The most challenging thing to build-in to the online class is all the stuff that never made it into any formal plan or paperwork. Of course I give students assignment parameters, but I spend an enormous amount of time during class making adjustments, talking to students, pointing out issues before they become problems, etc. In an online class, I cannot be looking over their shoulders and I can't spot problems. And then can see me make a slight adjustment to a neighbor, ether. I do require the online students to check in with me and show progress, but around the end of week 2 I discovered that the clay folks in particular had an extra hurdle. In order for me to be able to given them feedback, I need to see the work, and not only that, I need to see images of the work that communicate useful information about the form of the work. It turned out that students desperately needed more help taking photographs that show the actual form and texture of their work. It's tough to judge thickness from a photo. It's even tougher to judge distance from a slightly out of focus photograph taken from directly above with the camera shadow falling over half the piece. 

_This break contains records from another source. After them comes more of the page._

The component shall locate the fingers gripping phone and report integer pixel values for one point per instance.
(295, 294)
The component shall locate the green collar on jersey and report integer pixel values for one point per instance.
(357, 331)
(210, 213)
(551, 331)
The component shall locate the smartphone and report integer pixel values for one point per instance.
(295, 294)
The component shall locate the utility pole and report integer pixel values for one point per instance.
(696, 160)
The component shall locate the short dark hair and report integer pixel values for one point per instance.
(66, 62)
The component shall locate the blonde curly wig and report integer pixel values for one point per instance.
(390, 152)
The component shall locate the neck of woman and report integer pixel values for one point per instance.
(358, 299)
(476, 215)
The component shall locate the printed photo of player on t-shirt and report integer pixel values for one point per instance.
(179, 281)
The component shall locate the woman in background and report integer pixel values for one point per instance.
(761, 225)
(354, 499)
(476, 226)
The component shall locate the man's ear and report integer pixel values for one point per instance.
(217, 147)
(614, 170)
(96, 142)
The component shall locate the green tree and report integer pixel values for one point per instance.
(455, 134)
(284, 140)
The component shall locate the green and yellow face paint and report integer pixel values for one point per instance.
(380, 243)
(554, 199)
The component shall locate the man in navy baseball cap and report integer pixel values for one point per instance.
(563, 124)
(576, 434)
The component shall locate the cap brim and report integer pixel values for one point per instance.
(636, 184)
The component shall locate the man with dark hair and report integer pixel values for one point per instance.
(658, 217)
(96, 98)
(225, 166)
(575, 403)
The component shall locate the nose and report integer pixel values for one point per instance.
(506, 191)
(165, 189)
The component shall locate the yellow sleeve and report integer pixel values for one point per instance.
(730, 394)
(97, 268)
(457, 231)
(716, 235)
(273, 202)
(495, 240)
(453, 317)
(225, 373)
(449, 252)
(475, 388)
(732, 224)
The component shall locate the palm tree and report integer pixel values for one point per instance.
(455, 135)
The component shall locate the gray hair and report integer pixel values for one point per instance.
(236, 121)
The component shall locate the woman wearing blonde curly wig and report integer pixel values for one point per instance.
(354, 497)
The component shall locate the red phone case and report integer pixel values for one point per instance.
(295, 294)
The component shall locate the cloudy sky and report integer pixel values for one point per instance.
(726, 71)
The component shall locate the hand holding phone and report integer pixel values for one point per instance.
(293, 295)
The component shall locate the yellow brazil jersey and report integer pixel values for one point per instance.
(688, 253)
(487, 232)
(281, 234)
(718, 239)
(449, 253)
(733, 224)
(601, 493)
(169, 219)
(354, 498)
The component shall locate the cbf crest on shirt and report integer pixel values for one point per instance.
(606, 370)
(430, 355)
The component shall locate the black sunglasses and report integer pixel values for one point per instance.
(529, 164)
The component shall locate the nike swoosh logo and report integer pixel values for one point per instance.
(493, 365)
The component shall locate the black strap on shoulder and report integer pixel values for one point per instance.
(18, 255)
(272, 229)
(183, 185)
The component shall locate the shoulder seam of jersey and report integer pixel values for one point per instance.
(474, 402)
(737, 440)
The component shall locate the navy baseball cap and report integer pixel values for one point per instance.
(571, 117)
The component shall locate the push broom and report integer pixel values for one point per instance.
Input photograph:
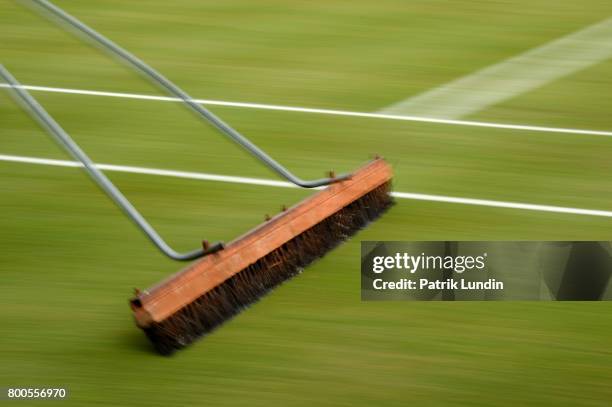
(227, 277)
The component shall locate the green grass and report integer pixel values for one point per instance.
(69, 259)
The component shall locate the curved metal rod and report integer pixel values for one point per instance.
(60, 135)
(174, 90)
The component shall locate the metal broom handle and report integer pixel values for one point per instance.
(174, 90)
(60, 135)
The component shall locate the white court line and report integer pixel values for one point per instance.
(514, 76)
(266, 182)
(320, 111)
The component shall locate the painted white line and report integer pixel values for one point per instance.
(383, 116)
(513, 76)
(272, 183)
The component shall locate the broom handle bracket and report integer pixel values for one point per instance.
(172, 89)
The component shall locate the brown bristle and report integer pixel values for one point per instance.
(244, 288)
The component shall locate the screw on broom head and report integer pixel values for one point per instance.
(213, 289)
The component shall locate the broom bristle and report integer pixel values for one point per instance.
(244, 288)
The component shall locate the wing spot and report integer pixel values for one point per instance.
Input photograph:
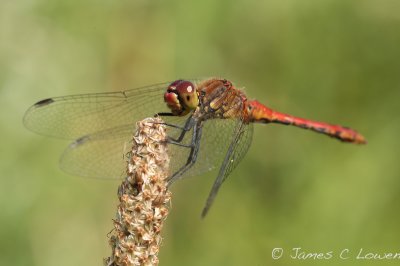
(44, 102)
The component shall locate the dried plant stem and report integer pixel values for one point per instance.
(144, 199)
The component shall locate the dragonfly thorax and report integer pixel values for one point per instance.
(181, 97)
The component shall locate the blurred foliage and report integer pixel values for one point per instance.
(333, 60)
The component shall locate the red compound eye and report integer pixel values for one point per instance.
(181, 97)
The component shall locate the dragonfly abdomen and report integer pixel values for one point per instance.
(262, 114)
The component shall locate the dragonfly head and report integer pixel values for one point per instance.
(181, 97)
(257, 112)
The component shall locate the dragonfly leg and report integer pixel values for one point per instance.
(194, 150)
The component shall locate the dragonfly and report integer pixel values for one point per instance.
(209, 125)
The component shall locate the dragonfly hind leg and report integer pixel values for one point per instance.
(194, 150)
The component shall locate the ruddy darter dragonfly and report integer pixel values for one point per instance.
(210, 124)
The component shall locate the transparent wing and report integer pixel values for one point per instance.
(79, 115)
(101, 156)
(238, 147)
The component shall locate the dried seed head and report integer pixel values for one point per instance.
(144, 198)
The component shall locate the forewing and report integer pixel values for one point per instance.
(103, 154)
(238, 147)
(79, 115)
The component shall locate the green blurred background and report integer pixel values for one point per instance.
(334, 60)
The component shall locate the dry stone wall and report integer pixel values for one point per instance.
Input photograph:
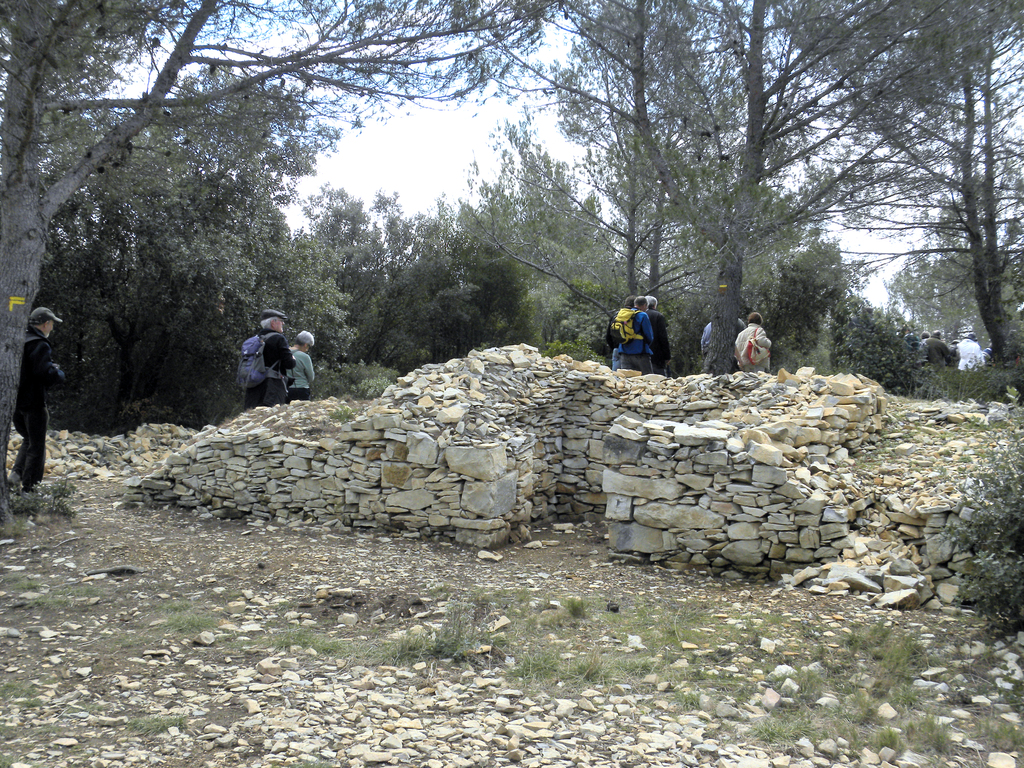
(711, 471)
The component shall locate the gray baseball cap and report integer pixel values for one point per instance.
(40, 314)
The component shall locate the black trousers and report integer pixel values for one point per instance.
(31, 461)
(299, 393)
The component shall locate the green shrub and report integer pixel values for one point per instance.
(52, 499)
(357, 381)
(578, 350)
(991, 527)
(867, 342)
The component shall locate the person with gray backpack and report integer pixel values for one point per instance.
(265, 356)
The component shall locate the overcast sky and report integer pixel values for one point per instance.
(428, 153)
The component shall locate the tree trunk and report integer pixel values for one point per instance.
(980, 215)
(23, 224)
(743, 222)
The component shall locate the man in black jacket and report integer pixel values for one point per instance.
(660, 352)
(278, 357)
(39, 373)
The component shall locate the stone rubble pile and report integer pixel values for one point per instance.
(744, 475)
(74, 456)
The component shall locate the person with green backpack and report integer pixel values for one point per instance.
(632, 332)
(753, 347)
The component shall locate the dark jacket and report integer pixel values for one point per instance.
(39, 373)
(278, 357)
(659, 351)
(641, 323)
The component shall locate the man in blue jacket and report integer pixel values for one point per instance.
(635, 353)
(39, 373)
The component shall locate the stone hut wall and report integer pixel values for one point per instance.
(478, 450)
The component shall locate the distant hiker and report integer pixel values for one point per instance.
(276, 358)
(302, 375)
(660, 352)
(634, 354)
(706, 340)
(971, 353)
(609, 337)
(39, 373)
(939, 354)
(910, 339)
(753, 347)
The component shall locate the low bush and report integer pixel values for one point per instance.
(578, 350)
(51, 499)
(983, 384)
(357, 381)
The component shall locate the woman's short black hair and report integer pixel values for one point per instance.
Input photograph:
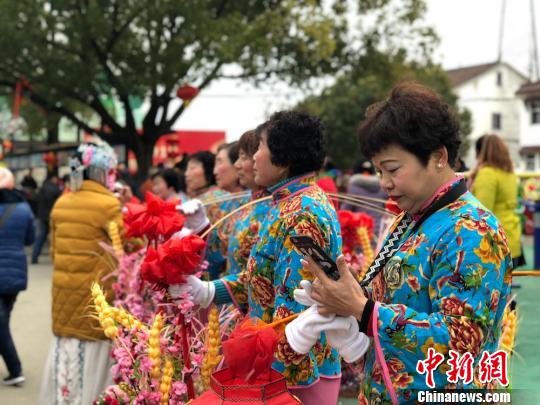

Pictures like this make it really difficult to assess the quality of the work

Ironically, the Design class (which I was more worried about) has gone more smoothly, in some respects. I suspect that is because I had nothing built. I reused a couple of bits and pieces from the last time I taught it (before ~2013), but most of this quarter's class I made from scratch. Making it from scratch meant I didn't really have any expectations and from the start I built-in more manual checks (where students had to submit plans, sketches, or photos of progress before they could proceed). Overall I think the Design class benefited from the fact that I was more worried about it and that I wasn't imagining what it would be like in the studio.

I gave the designers lots of images, to begin with, about how to submit and how to do projects, and eventually lots of video demos, too.

As I am revising this, I've just finished planning week 7 (of 10ish) and I've just about finished grading week 6. Three weeks of prep looks more or less manageable from this vantage point, and I even have plans in my head for each of those weeks. I have a really exciting plan, I think, for the last clay project, but I've never done it before, so...fingers crossed.